Biological Data Scientist (DCS)

Job Category:  Research
Posting Date:  21 Aug 2024

We are looking for highly motivated and talented individual with passion in oncology, genomics and data science research to join the Data and Computational Science Core at the National Cancer Centre Singapore. You will primarily work with the Senior Data Scientist lead and the current research and clinical teams. The selected individual is expected to actively contribute to our core multi-omics research and big data analysis infrastructure that is focused on using electronic medical records, next-generation sequencing (NGS), radiological imaging and other multi-modal datatypes to develop biomarkers predictive of clinical responses in cancer patients. Specifically, the Biological Data Scientist will be expected to optimise genomic, transcriptomic, proteomic and radiomic data processing, statistical analysis pipelines, feature engineering for statistical machine and deep-learning and survival analysis, and other relevant computational analyses to better understand the complexity of cancer progression and treatment resistance across multiple cancer types. There will also be ample opportunities for inter-departmental and cross-institution collaborations with oncologists, pathologists, and scientists.
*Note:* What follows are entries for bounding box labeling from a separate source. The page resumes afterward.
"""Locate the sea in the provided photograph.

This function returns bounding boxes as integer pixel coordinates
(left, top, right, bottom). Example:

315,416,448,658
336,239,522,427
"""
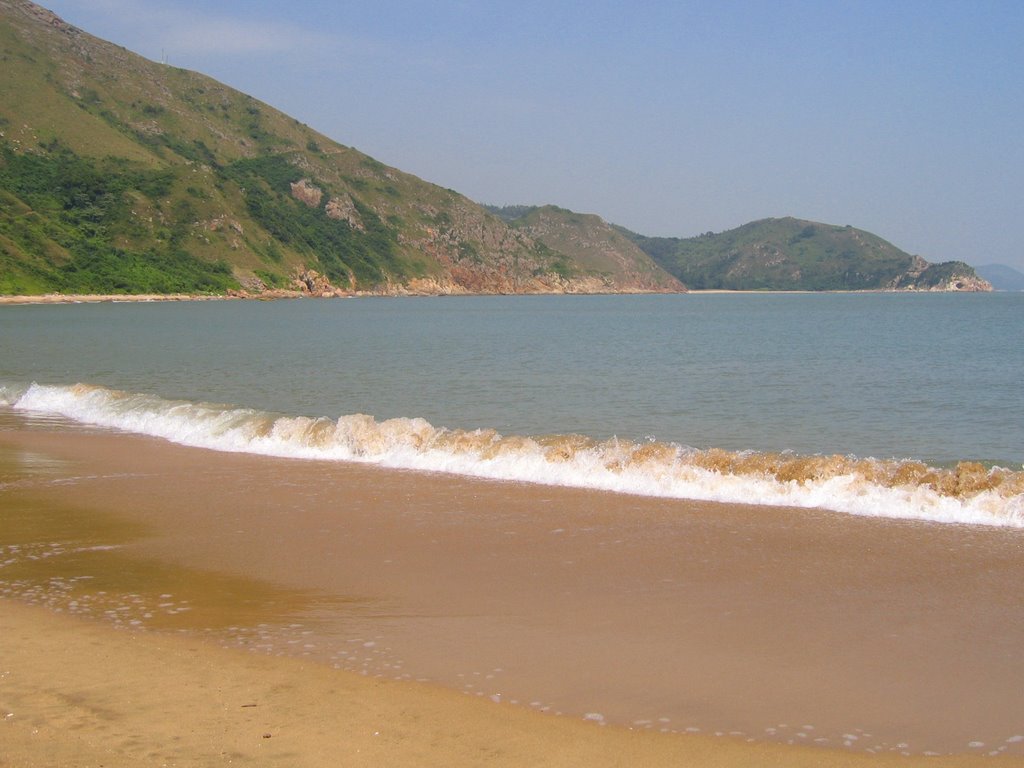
0,293,1024,527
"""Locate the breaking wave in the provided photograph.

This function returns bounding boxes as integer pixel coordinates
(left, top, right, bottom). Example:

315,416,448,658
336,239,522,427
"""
8,384,1024,527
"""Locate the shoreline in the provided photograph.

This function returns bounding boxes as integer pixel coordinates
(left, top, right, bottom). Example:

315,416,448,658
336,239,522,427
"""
0,600,1003,768
6,415,1024,765
0,288,999,306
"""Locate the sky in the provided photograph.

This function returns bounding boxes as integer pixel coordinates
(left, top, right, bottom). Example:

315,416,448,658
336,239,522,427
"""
42,0,1024,270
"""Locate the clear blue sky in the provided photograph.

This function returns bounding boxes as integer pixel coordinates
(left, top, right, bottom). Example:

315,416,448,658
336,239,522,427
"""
43,0,1024,270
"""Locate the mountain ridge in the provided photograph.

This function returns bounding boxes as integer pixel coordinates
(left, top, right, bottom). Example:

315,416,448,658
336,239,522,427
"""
0,0,989,296
621,216,992,291
0,0,680,295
For more information, please feel free to refer to the laboratory website - www.chualabnccs.com.

Responsibilities:
- Designing, running, interpreting and validating published and novel models towards improving healthcare via precision medicine and clinical predictions.
- Developing biomarkers for oncology research by applying AI on multi-omics data.
- Guiding research discussions with other scientists and mentor students.

Requirements:
- Postgraduate degree (at least Masters; PhD preferred) in Bioinformatics, (quantitative/computational) Biology or Data Science.
- Strong coding skills in most major programming languages and key AI libraries (scikit-learn/tidymodels, Tensorflow/Pytorch).
- At least two years of experience in handling multi-omics/clinical data using statistics, classical ML, DL and LMs.
- A passion for healthcare, precision medicine, scientific research and problem-solving.
- Familiarity with statistical analysis methods and common bioinformatics data types, tools and workflows (somatic/germline variant calling, sc/RNAseq).
- A keenness to continually learn and integrate new tools and parameters to keep up with industry best practices, adapting them to local needs.
- Ability to independently plan and execute data analysis and AI projects, in collaboration with teammates and external parties.
- Strong organizational, interpersonal and presentation skills.

Desired:
- Experience with tuning GPU libraries for DL and generative AI models.
- Interest in ELT data transformations using Large models (HuggingFace, Ollama).
- Big data wrangling experience across multimodal datatypes (e.g. Polars, Arrow, vector DBs and column-stores).
- Familiarity with Deep Learning methods for medical image, spatial and other higher-dimensional data.
- Familiarity with pipeline management systems (Nextflow, Snakemake, CWL, WDL).
- Familiarity with job schedulers (SLURM, PBS, SGE, LSF).
- Familiarity with container/virtualization systems (Docker, Singularity, Podman, Kubernetes).